1. ## Inverse functions

Show that $\displaystyle f\left(g^{-1}(x)\right)=g\left(f^{-1}(x)\right) \Leftrightarrow f^{-1}\left(g(x)\right)=g^{-1}\left(f(x)\right)$

If we substitute $\displaystyle x=f(u)$, we get

$\displaystyle f\left(g^{-1}\left(f(u)\right)\right)=g^{-1}\left(f\left(f^{-1}(u)\right)\right)$
$\displaystyle \Updownarrow$
$\displaystyle f\left(g^{-1}\left(f(u)\right)\right)=g(u)$

This means that $\displaystyle g^{-1}\left(f(u)\right)=f^{-1}\left(g(u)\right)$, because $\displaystyle f\left(f^{-1}\left(g(u)\right)\right)=g(u)$.

Now, if the above equality holds for $\displaystyle u$, it must also hold for $\displaystyle x$, and we have that

$\displaystyle g^{-1}\left(f(x)\right)=f^{-1}\left(g(x)\right)$

and that

$\displaystyle f\left(g^{-1}(x)\right)=g\left(f^{-1}(x)\right) \Leftrightarrow f^{-1}\left(g(x)\right)=g^{-1}\left(f(x)\right)$

Which was to be shown.

Does this hold, or have I overlooked something?

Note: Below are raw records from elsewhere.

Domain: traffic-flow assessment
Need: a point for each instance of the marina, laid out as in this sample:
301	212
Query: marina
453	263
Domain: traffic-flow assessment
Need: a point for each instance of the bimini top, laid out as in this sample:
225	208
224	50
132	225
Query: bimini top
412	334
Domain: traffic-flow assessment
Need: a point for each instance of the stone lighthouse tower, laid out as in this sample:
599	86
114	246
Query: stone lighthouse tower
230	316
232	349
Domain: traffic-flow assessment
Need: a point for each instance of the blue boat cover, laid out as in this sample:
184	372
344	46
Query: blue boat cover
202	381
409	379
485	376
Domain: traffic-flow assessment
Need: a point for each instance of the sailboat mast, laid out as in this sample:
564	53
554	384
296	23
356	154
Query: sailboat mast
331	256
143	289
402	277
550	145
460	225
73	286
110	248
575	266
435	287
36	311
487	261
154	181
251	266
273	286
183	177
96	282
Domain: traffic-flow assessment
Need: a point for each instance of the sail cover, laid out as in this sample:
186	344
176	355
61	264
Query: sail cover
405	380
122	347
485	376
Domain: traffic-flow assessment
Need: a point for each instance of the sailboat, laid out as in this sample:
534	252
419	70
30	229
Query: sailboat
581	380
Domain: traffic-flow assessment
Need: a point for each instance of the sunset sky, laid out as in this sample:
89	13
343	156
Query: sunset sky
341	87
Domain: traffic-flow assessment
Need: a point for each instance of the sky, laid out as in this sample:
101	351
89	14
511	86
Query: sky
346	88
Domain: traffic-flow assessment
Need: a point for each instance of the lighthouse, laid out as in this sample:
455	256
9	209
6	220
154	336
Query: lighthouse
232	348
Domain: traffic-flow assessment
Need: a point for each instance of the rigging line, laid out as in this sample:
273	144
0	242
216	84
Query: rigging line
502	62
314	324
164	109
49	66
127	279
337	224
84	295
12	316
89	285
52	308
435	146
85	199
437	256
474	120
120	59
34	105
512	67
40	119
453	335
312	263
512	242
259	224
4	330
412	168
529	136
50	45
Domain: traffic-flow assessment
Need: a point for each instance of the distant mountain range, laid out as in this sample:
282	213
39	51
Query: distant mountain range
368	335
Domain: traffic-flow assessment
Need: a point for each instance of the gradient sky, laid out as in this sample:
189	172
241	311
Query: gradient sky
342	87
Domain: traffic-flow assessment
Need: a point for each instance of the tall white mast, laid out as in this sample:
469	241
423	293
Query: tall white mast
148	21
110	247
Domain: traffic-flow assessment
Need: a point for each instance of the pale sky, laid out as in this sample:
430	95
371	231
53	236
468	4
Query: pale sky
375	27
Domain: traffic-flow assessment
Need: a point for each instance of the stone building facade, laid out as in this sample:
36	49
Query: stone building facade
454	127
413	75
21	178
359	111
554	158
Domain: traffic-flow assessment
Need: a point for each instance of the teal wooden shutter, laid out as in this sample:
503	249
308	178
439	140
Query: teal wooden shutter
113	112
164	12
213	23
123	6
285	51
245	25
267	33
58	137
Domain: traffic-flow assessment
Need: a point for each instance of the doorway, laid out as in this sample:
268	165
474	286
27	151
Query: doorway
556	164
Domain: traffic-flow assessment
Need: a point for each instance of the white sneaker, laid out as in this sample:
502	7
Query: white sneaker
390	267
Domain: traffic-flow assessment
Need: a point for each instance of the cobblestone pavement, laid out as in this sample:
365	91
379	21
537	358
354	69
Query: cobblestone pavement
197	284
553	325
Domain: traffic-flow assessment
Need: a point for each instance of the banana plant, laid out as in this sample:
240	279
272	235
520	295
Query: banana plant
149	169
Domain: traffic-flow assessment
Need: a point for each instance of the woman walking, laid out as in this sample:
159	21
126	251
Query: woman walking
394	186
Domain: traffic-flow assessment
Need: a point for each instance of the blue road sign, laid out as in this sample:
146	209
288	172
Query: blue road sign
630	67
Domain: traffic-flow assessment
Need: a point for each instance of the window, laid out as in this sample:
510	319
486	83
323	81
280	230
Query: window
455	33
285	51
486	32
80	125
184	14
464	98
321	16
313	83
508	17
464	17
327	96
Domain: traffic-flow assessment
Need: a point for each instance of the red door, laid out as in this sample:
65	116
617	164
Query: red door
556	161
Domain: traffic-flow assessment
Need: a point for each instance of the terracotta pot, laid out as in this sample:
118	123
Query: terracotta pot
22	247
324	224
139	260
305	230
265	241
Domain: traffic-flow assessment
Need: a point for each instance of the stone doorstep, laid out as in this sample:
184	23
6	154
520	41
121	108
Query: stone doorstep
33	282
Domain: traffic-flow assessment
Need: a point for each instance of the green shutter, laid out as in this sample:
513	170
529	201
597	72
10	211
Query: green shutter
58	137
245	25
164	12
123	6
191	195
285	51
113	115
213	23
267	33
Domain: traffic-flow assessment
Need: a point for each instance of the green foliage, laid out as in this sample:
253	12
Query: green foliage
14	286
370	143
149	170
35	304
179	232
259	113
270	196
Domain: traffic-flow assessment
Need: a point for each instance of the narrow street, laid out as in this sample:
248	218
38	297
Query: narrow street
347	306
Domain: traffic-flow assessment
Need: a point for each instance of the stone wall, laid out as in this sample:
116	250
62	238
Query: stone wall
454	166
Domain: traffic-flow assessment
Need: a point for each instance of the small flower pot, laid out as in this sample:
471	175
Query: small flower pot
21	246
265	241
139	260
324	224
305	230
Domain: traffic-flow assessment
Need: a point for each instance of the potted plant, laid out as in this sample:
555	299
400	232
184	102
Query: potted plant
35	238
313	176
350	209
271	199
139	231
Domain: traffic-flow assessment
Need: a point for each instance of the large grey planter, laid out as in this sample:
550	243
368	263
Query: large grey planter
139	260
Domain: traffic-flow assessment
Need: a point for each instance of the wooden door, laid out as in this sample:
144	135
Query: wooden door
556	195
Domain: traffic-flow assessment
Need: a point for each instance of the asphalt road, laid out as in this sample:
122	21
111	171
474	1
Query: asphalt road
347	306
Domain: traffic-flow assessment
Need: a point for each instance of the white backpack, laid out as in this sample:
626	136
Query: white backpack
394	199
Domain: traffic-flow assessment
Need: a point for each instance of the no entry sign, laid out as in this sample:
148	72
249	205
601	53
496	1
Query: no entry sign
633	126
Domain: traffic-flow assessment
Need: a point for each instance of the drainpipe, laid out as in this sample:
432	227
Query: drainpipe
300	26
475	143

That is good. The only issue I have with this is that we do not know much about $\displaystyle f,g$ themselves.
If these were bijections on $\displaystyle \mathbb{R}$ then what you did is okay.
3. Yes, I assumed that was the case with f and g. But what if they were bijections on $\displaystyle \mathbb{C}$? Would it not hold then?